The house is so empty I can barely stand it. I keep hearing sounds that I am sure are hers. But they are merely the noises of my house: the refrigerator purring, the water cooler gurgling, the house settling. She is no longer here. A short while ago, Suki, our beloved lhasa apso whom we treasured for 18 years, was put to sleep by our compassionate vet in her bed in the family room where she spent so many of those years. And my heart is broken into so many pieces I doubt it will ever feel joy again.
For those who do not love animals, I must sound like an overdramatic jerk. The millions who love their pets with a passion reserved for the closest members of their families will understand that I am simply a woman whose beloved pet has died.
Because I am a writer who writes at home, leaving for only a few hours a week to teach writing classes, Suki was my constant companion. Each day she could be found lying at my feet as I wrote in my office or rummaging under the couch for stored chewies, offering me the look that meant, "Can we please go for a walk when you finish that stupid chapter?"
In her sad last year of life, blind and deaf and barely able to walk, she merely lay in her bed and slept, breathing so heavily, even the drone of my printer could not mute her sounds, often crying out in her sleep with sad moan-like barks that made me stop and pat her head until they mercifully ceased.
My husband Jack and I did not care that she was so disabled. She was still our precious puppy, able to find her way to her feeding dish, out the front door to her favorite patch of grass and to her bed in the family room. Because my husband needs so little sleep, he was in the family room with her every night until three or four in the morning, doing his work while she slept, and when she woke, confused and crying, he would let her out and then pat and hold her.
Those around us would not cease. "Don't you hear her cry?" one son would ask. "I can't bear to see her like this," the other would say. "It is too heartbreaking to watch Suki struggle to walk outside," a neighbor would remark. "I will be with you when you put her down," my brother-in-law would offer.
And so we knew.
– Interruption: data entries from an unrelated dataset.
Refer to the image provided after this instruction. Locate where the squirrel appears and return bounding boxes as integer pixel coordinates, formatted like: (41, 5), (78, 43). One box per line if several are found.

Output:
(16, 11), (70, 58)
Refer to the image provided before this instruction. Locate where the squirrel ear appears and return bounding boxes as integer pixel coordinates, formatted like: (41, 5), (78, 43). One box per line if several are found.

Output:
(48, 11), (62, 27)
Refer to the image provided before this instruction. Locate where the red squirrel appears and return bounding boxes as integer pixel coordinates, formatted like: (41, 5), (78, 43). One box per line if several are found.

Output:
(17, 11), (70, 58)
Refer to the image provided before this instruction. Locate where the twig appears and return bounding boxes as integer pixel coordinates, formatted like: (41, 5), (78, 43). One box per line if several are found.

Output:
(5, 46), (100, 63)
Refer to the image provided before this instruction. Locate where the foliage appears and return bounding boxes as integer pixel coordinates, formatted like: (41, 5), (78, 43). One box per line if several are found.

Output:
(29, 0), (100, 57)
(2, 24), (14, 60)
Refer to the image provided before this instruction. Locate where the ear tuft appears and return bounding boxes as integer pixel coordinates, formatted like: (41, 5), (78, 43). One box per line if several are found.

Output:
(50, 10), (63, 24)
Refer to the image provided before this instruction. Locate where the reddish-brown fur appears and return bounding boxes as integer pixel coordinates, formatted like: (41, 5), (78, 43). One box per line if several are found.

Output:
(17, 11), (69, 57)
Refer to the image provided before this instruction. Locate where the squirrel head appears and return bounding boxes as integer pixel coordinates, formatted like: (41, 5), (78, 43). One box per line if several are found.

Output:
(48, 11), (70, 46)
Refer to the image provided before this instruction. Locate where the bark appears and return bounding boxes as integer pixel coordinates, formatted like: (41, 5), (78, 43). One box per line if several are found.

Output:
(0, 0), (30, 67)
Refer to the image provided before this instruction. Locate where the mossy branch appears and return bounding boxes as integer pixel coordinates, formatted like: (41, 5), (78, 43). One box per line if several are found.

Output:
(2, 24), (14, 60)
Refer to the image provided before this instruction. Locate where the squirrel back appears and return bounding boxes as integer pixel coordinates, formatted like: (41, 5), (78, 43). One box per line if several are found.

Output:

The time had come. For my husband, a physician who spends his life saving lives, the concept of putting a dog to sleep was abhorrent. He had witnessed the death of the dog he grew up with when a truck ran over her, and he never forgot the look of agony on his dying dog's face. Of course, he understood that Suki's death would not be agonizing. But still it was killing the dog he now loved. If only, please God, she would die in her sleep, we both prayed each night. But she hung on, loving us, we were convinced, too much to hurt us by dying.
Finally, we both agreed to a date: Wednesday, November 28th at 7:30 a.m. The day before was excruciating. Feeding Suk her last meal, filling her water dish for the last time, cleaning her eyes for the last time, holding her in our arms for the last time--each task left us distraught and heartsick. Suki slept soundly and without so much as a whimper Tuesday night, but neither Jack nor I slept a wink.
The vet arrived promptly at 7:30. Suki sat up in her bed when he walked into the family room. With my husband's arms tightly wrapped around her, Suki snarled bravely as the vet shaved her arm to find the vein. And then, in a split second, as my husband whispered, "It's okay, Suki. It's okay, honey," and I sobbed helplessly from the doorway, the shot was injected, and she lay her head down. And it was over.
And so I sit in my office, hearing all the sounds that are not my dog, grateful she is no longer suffering, but suffering my own incurable pain. "Will you get another dog?" friends ask when they call to express their condolences. And I tell them I do not think I could ever go through this pain again. "But remember the joy she gave you," one says. And I do. All the years she loved us unconditionally, adjusting somehow to the departure of each of our sons to college and their own apartments and new lives, racing around so frantically when they returned home that we feared she would die of a heart attack.
All four of us adored her in our own special way. To me, she was the third child I never had, the lone representative of my sons' vanished childhoods, the faithful friend who never left me alone as I wrote my endless stories. To my husband, she as was the one who was never too busy to greet his arrival home with a grandeur worthy of a returning warrior. To each son, she was an important part of his former youth: a ball catcher, a companion at the end of his bed, the first face he saw each morning.
Now she is merely a memory. And I will miss her every day of my life. Yes, I can replace her. In a flash. And maybe we will. But nothing can make me forget the puppy who filled my life with so much joy, and sat up in her bed that one final moment, I am sure, to tell me she loved me as much as I loved her, but it was time to let her go.